BNP limite la casse grâce à sa trajectoire sur le capital

BNP Paribas avait, comme l’ensemble des trois banques françaises cotées, été punies pour avoir livré des résultats jugés “mitigés” par les analystes. Arval, sa filiale spécialisée dans les financements automobiles de longue durée (“leasing”), a notamment déçu.

L’action a plongé de 5,2% au plus bas de la séance suivant la présentation de ces résultats. Toutefois, le titre a largement limité la casse (-1,4% à la clôture) dans l’après-midi, après la conférence téléphonique tenue par la direction et organisée à 14h.

Plusieurs analystes expliquent que, durant cette réunion, la direction de la société a donné des indications encourageantes sur sa trajectoire de capital, qui a constitué par le passé une source d’inquiétudes des investisseurs.

“Lors de la conférence téléphonique, la direction a rassuré les investisseurs quant à l'amélioration de la position en capital (laissant entendre qu'un ratio d'environ 13% pourrait être atteint d'ici la fin de l'exercice 2026, et non 2027), ce qui est de bon augure pour le retour” aux actionnaires, explique Citi. “Le ton sur le capital était constructif”, abonde Barclays.
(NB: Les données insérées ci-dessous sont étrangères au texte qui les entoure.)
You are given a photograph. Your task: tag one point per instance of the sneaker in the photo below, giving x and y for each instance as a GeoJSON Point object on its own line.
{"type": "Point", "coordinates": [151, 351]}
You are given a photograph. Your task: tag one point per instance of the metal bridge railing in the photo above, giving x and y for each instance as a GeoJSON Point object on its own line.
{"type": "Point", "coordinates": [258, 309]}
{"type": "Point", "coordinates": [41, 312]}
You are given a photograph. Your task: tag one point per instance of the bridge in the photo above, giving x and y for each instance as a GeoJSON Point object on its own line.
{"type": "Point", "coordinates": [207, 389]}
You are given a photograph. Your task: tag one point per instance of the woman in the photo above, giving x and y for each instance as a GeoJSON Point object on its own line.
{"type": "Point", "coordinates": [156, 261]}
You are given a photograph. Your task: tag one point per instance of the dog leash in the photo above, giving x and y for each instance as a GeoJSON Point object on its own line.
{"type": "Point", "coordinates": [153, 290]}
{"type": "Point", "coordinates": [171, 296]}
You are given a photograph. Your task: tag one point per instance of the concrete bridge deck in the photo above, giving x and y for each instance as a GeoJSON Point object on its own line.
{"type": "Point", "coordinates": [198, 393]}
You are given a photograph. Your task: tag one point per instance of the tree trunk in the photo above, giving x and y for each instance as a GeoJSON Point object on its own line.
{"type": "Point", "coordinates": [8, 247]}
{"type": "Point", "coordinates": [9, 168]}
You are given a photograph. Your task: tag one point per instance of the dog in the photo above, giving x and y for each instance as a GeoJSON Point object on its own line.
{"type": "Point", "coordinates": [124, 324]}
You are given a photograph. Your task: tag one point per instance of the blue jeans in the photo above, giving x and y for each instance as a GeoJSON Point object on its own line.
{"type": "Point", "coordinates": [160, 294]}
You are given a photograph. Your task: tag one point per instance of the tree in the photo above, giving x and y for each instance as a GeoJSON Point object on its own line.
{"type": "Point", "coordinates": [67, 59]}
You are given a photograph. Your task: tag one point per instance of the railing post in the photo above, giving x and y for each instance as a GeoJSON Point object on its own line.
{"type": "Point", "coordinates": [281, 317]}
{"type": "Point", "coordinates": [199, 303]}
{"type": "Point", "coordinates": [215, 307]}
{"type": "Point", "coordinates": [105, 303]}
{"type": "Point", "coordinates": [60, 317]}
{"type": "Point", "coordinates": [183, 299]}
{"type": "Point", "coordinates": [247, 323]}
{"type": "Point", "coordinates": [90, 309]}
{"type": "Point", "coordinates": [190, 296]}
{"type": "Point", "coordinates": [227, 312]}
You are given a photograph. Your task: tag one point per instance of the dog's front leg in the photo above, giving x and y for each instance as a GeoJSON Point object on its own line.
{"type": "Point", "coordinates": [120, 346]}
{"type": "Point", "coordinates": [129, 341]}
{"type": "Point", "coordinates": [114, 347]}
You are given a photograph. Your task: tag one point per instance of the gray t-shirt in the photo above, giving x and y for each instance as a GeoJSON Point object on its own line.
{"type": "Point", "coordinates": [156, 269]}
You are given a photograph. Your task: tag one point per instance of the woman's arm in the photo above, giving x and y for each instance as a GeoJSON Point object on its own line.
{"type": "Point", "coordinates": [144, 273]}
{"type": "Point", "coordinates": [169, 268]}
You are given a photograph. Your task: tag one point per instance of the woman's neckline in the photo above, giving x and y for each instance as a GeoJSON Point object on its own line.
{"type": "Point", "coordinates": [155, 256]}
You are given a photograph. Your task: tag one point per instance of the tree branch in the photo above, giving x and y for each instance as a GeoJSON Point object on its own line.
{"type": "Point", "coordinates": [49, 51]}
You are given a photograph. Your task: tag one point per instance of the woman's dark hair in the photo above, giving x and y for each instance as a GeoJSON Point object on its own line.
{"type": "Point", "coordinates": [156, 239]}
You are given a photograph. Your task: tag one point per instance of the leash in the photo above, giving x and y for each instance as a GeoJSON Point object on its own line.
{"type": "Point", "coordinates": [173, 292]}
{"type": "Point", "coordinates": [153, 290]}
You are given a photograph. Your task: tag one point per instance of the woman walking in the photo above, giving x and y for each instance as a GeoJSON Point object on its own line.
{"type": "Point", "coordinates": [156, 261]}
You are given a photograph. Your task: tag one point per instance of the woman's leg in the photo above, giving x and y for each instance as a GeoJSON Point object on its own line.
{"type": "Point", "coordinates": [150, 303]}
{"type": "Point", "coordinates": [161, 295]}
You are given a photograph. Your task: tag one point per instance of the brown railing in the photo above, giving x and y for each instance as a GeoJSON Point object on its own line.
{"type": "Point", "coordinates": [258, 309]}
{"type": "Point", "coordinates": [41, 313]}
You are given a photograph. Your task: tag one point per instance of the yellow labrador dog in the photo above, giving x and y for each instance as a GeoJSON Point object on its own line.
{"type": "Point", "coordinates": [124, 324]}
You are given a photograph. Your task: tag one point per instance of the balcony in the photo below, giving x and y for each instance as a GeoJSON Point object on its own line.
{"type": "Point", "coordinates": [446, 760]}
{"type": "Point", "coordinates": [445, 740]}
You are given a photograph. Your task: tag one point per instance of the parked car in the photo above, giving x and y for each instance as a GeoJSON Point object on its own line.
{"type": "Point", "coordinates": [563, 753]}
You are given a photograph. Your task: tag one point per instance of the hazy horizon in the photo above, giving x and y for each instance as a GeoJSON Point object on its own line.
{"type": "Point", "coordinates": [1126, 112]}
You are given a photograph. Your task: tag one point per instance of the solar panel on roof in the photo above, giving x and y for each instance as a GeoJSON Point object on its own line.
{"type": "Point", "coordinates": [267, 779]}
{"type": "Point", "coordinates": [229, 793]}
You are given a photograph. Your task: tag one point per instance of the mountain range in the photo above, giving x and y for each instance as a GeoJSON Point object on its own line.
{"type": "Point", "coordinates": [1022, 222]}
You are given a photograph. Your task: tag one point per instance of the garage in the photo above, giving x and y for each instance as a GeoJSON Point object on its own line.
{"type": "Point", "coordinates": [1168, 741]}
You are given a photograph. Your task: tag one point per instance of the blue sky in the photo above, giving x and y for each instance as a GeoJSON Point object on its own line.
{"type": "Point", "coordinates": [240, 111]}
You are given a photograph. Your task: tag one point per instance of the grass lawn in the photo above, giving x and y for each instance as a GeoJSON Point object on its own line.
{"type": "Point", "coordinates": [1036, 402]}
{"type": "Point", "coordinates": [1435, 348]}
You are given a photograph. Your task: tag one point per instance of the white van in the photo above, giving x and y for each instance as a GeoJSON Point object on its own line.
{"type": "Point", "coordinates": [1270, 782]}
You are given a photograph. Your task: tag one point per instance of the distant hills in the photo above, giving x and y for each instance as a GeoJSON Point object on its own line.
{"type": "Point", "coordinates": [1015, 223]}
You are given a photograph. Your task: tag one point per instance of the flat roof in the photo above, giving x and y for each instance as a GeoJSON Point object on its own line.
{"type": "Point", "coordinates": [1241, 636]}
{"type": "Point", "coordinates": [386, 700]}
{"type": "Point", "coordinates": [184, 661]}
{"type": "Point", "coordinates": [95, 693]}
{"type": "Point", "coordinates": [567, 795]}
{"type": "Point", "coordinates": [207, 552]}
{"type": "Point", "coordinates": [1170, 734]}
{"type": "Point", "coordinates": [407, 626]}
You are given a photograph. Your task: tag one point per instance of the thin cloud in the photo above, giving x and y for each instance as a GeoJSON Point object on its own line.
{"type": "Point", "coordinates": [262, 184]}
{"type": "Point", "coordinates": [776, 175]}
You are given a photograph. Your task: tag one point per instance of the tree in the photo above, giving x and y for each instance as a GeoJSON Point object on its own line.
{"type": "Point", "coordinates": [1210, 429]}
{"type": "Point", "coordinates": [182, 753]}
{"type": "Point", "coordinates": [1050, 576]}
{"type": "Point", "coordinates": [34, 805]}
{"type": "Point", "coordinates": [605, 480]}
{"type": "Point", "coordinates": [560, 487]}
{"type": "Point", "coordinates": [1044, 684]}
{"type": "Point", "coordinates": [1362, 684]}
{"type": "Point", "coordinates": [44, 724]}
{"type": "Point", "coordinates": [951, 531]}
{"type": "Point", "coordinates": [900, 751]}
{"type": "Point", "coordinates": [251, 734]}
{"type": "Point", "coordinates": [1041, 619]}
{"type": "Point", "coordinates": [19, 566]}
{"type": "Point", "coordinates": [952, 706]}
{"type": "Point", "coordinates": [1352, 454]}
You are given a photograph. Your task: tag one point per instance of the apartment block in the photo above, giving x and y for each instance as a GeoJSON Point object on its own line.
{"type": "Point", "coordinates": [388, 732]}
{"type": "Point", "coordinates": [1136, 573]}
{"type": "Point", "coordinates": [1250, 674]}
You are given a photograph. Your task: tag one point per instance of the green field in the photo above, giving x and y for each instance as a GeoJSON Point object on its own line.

Le ratio CET 1 rapporte le capital d’une banque à l’encours pondéré des risques. BNP Paribas compte parvenir à un taux de 13% à l’horizon 2027 (contre 12,8% au premier trimestre).

Une fois ce taux atteint, la banque redistribuera l’excédent de capital à ses actionnaires (via par exemple des rachats d’actions). Franchir dès 2026 le seuil de 13% permettrait donc d’avancer ce retour de cash aux porteurs de l’établissement.

Tesla lesté par les annonces sur les “capex”

Notons que les groupes français ne sont évidemment pas les seuls à voir leur cours de Bourse être influencés par les commentaires des dirigeants lors de conférences téléphoniques.

Tesla reste un excellent exemple de groupes dont l’évolution en Bourse peut très bien être influencée par les commentaires du directeur général, Elon Musk.

Le constructeur automobile avait publié des résultats supérieurs aux attentes au titre des trois premiers mois de l’année et l’action avait nettement progressé dans un premier temps dans les échanges post-clôture. Le titre s’est toutefois retourné pendant la conférence téléphonique tenue par Elon Musk et par le directeur financier, Vaibhav Taneja, pour finir en baisse de 0,3%.

L'action avait été plombée par les annonces de Musk, qui a indiqué que les "capex" (les dépenses d'investissements) de Tesla s'élèveraient à 25 milliards de dollars en 2026, contre une précédente cible de 20 milliards de dollars.

"Vous devrez vous attendre à voir une augmentation très importante des 'capex' qui, je pense, sont bien justifiées pour un flux de revenus futur substantiellement accru", avait déclaré Elon Musk aux analystes.

"Cela semble beaucoup, et nous allons avoir un effet négatif sur le flux de trésorerie pendant le restant de l'année, mais nous pensons que c'est la bonne stratégie pour positionner l'entreprise pour la prochaine ère", avait abondé Vaibhav Taneja, le directeur financier.

"Étant donné que les 'capex' du premier trimestre n'étaient que de 2,5 milliards de dollars, cela implique une forte augmentation pour le reste de l'année et soulève la possibilité que le total des dépenses annuelles se rapproche de 30 milliards de dollars", calculait Gene Munster, gérant chez Deepwater AM.

Ces investissements massifs doivent permettre de financer l'extension des capacités des usines de la société, la production des futurs robots humanoïdes Optimus, du Cybercab, le véhicule autonome de Tesla, ou encore ses initiatives d'intelligence artificielle (IA).